Uma das razões incontesti da popularidade, que levou Bolsonaro à presidência da república, também é a exploração dessa perspectiva sociólogica de que se todos podem ser de fato os patrões e os empregados de si mesmo, faz_se a seguinte pergunta? para que a população precisa de uma maior presença do serviço público e de muita supervisão da presença do Estado? Afinal de contas, estamos em uma sociedade de desempenhos individuais, e não em uma sociedade disciplinar. Porém o Bolsonaro, que é muito desastrado diga_se de passagem, faz o discurso caricato de uma economia neoliberalóide que ele aprendeu por tabela com o Olavo de Carvalho e com as perspectivas financista do Paulo Guedes, que sempre foi um especulador bem sucedido do mercado financeiro.

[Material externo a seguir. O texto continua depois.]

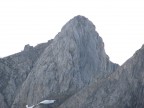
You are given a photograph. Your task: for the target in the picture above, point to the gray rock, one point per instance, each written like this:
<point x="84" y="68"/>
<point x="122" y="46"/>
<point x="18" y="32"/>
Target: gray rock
<point x="75" y="59"/>
<point x="122" y="89"/>
<point x="14" y="70"/>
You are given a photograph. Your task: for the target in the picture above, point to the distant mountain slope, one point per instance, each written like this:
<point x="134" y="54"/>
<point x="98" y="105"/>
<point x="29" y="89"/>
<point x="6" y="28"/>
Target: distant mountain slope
<point x="74" y="70"/>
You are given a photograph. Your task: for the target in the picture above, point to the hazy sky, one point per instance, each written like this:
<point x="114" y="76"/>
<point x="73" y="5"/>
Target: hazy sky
<point x="119" y="22"/>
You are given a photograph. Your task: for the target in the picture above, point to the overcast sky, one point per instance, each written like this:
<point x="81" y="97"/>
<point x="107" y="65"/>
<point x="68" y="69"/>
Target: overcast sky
<point x="119" y="22"/>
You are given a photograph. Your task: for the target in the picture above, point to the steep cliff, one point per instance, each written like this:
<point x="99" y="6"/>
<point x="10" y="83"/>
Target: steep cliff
<point x="122" y="89"/>
<point x="14" y="70"/>
<point x="75" y="59"/>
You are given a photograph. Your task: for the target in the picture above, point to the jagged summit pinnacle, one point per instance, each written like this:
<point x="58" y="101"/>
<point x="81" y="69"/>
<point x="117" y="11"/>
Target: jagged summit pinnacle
<point x="79" y="22"/>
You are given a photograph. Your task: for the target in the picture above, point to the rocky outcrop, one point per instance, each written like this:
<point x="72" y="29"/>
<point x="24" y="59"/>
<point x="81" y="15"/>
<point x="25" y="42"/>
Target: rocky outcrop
<point x="75" y="59"/>
<point x="73" y="69"/>
<point x="14" y="70"/>
<point x="123" y="89"/>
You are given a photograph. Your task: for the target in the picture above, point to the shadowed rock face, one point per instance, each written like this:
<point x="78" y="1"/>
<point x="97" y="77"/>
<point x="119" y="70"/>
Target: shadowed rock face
<point x="75" y="59"/>
<point x="14" y="70"/>
<point x="122" y="89"/>
<point x="74" y="70"/>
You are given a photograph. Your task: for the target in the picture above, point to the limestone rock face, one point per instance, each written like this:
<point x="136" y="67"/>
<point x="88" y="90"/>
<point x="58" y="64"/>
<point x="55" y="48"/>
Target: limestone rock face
<point x="122" y="89"/>
<point x="75" y="59"/>
<point x="14" y="70"/>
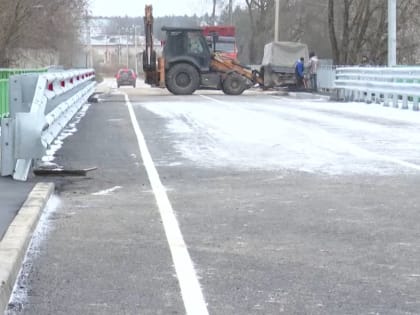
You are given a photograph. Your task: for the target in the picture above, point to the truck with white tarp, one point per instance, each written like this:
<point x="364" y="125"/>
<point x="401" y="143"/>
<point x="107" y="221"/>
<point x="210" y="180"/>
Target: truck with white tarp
<point x="279" y="60"/>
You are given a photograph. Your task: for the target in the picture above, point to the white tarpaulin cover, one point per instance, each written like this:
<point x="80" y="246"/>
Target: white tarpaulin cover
<point x="284" y="54"/>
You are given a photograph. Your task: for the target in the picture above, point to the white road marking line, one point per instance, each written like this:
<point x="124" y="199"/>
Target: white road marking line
<point x="190" y="287"/>
<point x="106" y="191"/>
<point x="355" y="150"/>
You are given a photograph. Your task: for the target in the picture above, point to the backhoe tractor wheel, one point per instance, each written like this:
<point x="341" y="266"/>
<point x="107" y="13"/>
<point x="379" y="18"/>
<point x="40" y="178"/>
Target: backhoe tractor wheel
<point x="234" y="84"/>
<point x="182" y="79"/>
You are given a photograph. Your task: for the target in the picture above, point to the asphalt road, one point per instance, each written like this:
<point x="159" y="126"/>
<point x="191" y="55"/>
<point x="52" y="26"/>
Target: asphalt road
<point x="12" y="196"/>
<point x="334" y="235"/>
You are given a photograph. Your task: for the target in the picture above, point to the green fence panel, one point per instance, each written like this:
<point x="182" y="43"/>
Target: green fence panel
<point x="5" y="74"/>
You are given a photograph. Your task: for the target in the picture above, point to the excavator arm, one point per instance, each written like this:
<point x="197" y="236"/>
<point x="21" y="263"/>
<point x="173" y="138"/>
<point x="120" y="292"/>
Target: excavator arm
<point x="225" y="65"/>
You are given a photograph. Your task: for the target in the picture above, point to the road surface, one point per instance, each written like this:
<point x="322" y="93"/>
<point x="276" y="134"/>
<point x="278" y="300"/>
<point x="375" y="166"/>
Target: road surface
<point x="252" y="204"/>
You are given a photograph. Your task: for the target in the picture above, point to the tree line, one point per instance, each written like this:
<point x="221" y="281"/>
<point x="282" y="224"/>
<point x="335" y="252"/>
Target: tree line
<point x="41" y="24"/>
<point x="343" y="30"/>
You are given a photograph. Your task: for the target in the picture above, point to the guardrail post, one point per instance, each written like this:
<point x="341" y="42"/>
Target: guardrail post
<point x="40" y="107"/>
<point x="7" y="147"/>
<point x="405" y="102"/>
<point x="416" y="103"/>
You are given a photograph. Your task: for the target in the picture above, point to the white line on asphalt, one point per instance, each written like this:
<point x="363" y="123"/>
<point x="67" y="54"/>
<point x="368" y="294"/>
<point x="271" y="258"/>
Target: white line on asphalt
<point x="190" y="287"/>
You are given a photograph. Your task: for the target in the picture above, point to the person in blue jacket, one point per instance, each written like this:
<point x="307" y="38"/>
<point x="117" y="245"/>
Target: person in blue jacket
<point x="299" y="71"/>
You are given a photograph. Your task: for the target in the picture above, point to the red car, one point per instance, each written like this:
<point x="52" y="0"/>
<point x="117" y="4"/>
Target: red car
<point x="126" y="77"/>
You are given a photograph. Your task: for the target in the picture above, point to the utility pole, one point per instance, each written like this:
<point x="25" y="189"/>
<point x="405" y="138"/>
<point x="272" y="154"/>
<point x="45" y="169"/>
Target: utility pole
<point x="231" y="12"/>
<point x="392" y="33"/>
<point x="135" y="49"/>
<point x="128" y="34"/>
<point x="276" y="22"/>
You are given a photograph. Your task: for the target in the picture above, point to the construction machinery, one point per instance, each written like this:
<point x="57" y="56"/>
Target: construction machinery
<point x="188" y="64"/>
<point x="222" y="39"/>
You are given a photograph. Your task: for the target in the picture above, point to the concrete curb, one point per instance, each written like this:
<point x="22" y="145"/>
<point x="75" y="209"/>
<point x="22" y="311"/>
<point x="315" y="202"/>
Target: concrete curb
<point x="15" y="242"/>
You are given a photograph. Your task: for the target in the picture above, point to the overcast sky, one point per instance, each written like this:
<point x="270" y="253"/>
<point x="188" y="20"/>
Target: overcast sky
<point x="160" y="7"/>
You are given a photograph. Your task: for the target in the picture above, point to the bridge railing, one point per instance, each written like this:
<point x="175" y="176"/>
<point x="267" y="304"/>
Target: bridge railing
<point x="398" y="87"/>
<point x="5" y="74"/>
<point x="40" y="105"/>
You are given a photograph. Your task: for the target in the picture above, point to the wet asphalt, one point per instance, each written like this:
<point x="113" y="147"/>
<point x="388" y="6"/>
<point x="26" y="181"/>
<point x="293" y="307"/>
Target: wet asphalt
<point x="12" y="196"/>
<point x="262" y="242"/>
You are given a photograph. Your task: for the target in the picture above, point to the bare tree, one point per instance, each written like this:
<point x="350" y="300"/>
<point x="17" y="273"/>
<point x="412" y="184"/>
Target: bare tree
<point x="39" y="24"/>
<point x="358" y="28"/>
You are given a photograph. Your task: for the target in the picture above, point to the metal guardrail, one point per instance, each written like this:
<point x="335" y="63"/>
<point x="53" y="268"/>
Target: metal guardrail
<point x="41" y="105"/>
<point x="5" y="74"/>
<point x="399" y="87"/>
<point x="4" y="97"/>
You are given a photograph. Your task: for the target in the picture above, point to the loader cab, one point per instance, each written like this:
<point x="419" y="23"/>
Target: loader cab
<point x="186" y="45"/>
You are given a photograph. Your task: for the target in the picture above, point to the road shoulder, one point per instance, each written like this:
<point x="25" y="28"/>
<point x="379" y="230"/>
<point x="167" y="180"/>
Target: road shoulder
<point x="15" y="242"/>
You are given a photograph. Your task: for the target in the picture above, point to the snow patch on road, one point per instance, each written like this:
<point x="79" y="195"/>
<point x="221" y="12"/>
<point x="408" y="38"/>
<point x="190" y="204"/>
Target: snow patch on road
<point x="19" y="297"/>
<point x="281" y="133"/>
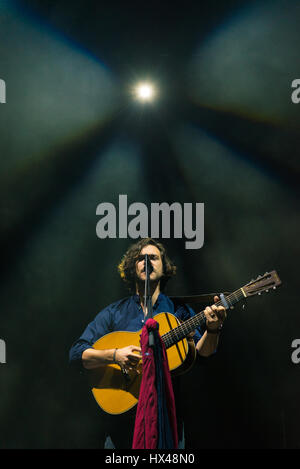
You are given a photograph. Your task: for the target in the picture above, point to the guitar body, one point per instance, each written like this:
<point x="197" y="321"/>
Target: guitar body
<point x="116" y="391"/>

E o que esse mercado financista pretende dentre muitas coisas? Essa economia quer também que a mais valia social seja supostamente economizada por causa de um suposto equilíbrio das contas públicas, que na mais pura realidade, é a manutenção políticas da suposta austeridade econômica baseada nesse tal de "teto de gastos", onde a finalidade principalmente é fazer com que os títulos da dívida pública se valorizem para favorecer a grupo social de onde o Guedes veio, os principais investidores e os grandes especuladores do mercado financeiro.
É por causa dessa sensação de liberdade quase absoluta perante o mundo da economia, do trabalho e da república, que Bolsonaro tem tanto apoio quando ele diz fala que os pais não tem que usar cadeirinha de bebê nos seus veículos se não quiserem, afinal de contas, segundo ele "nós somos livres." É por isso que Bolsonaro ainda tem apoio quando incentiva as leis de trânsito a não mais se utilizarem dos radares que supervisionam os limites de velocidade, afinal de contas, "somos livres." É por causa disso que ele ainda faz muito sucesso quando incentiva o livre acesso predador à terras indígenas e às florestas, afinal de contas, "somos livres." E mais ainda, é em nome dessa verdadeira caricatura da liberdade como ação política que Bolsonaro não usa, e incentiva às pessoas a não usarem máscara e a não se submeterem à vacina nenhuma. Afinal de contas, "somos livres. Porém agora, nessa nova fase da economia neoliberal, a mesma tem se desacelerado no mundo desde a crise de 2008, e tem se tornado totalmente insustentável com a presença da Covid 19, que o nosso presidente tem se comportado, não como um neoliberal à maneira clássica, mas sim como uma caricatura muito mau feita da economia neoliberal.